In the past, during my expeditions among the various recycle shops and fleamarkets here, I have come across countless vintage Carons; a Guerlain Ode extrait; oodles of Chanel parfums, and things I had never even known the existence of, such as Quiproquo de Grès (a lemon-leaf reinterpretation of Cabochard) and the exquisite Michelle by Balenziaga ,my avaricious thrill of clutching my Diorling (‘Mine! Mine!! ! MINE !!’! !) being childishly tempered, only slightly, upon then finding that the perfume had, at Roja Dove’s request, been made available again at the Harrod’s Haute Parfumerie, along with the legendary Diorama. It was thus not quite as precious or as exclusive a find as I initially thought. However, debate has raged over how tame the recent Dior reformulations have been: this edition is definitely the original, dirty-elegant dissipation from 1963. And while the top notes may have deteriorated slightly ( I am not getting much of the muguet/rose said to be in the blend), you would hardly know it; you would also hardly imagine it to be designed for a woman. Like Cabochard, this type of chypre is a category of scent that in dry down is irrevocably bi-sexed: suave, nonplussed and wordly on a man as it is on a woman.

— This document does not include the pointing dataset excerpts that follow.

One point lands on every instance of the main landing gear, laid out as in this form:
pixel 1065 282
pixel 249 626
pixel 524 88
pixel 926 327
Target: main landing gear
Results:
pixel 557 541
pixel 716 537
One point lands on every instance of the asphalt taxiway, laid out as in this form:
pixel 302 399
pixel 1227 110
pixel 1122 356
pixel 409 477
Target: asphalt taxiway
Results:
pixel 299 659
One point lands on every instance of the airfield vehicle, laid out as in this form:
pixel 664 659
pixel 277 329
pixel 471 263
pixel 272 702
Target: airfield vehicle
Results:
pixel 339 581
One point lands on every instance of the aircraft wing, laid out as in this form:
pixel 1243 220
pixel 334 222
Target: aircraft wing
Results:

A shrewd creature dressed in tweed and satin and wearing Diorling could have a room in the palm of their hand.
Luca Turin once wrote of ‘parfums fatigués’, those sly, ironic scents with hints of overripe melon and a whiff of decay; scents that reek, basically, of decadence, even death. Diorella (1972) is one such scent – a brilliant mix of fresh/stale; clean/dirty, at once citric and animalic. Dior somehow mastered this type of scent better than anyone else, Guerlain included – that regally supercilious Parisian paradox of chic and fromage. Even the angelic Diorissimo has that corrupted aspect somewhere in the heart of its innocence; that depth and knowing. These scents have such style: a true, fuck-you grace that can be almost daunting. And Diorling is of course possessed of similarly exquisite taste; restrained, low-registered, composed, but, if required, quite ready to pounce. I see it on the incestuous matriarch of Visconti’s ‘The Damned’, contemptuously lowering her lacquered eyelids, her half-forgotten, ever-present cigarette……. invincible, magnificent. That is, before her destruction at the hands (and body) of her son, played with malevolent disdain by the beautiful, and ice-hearted Helmut Berger.

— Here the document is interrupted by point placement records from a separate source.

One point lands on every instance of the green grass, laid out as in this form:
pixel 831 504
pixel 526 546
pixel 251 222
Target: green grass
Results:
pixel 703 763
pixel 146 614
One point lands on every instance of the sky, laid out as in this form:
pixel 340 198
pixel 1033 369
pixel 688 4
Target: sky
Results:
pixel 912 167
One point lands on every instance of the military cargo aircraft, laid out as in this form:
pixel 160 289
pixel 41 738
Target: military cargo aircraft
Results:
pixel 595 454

The cruel vulnerability of a scent that tries to reason with your emotions even while dominating them. The laconic orange blossom; peach-tinted flowers layering a subtlely spiced, wood-bedded scent laced with tobacco and patchouli that then softens to a complex, secretive series of moments (who was the Japanese woman that owned this perfume? Why did she discard such a treasure at a flea market?); gives nothing away, titillates you with visions of times forever gone.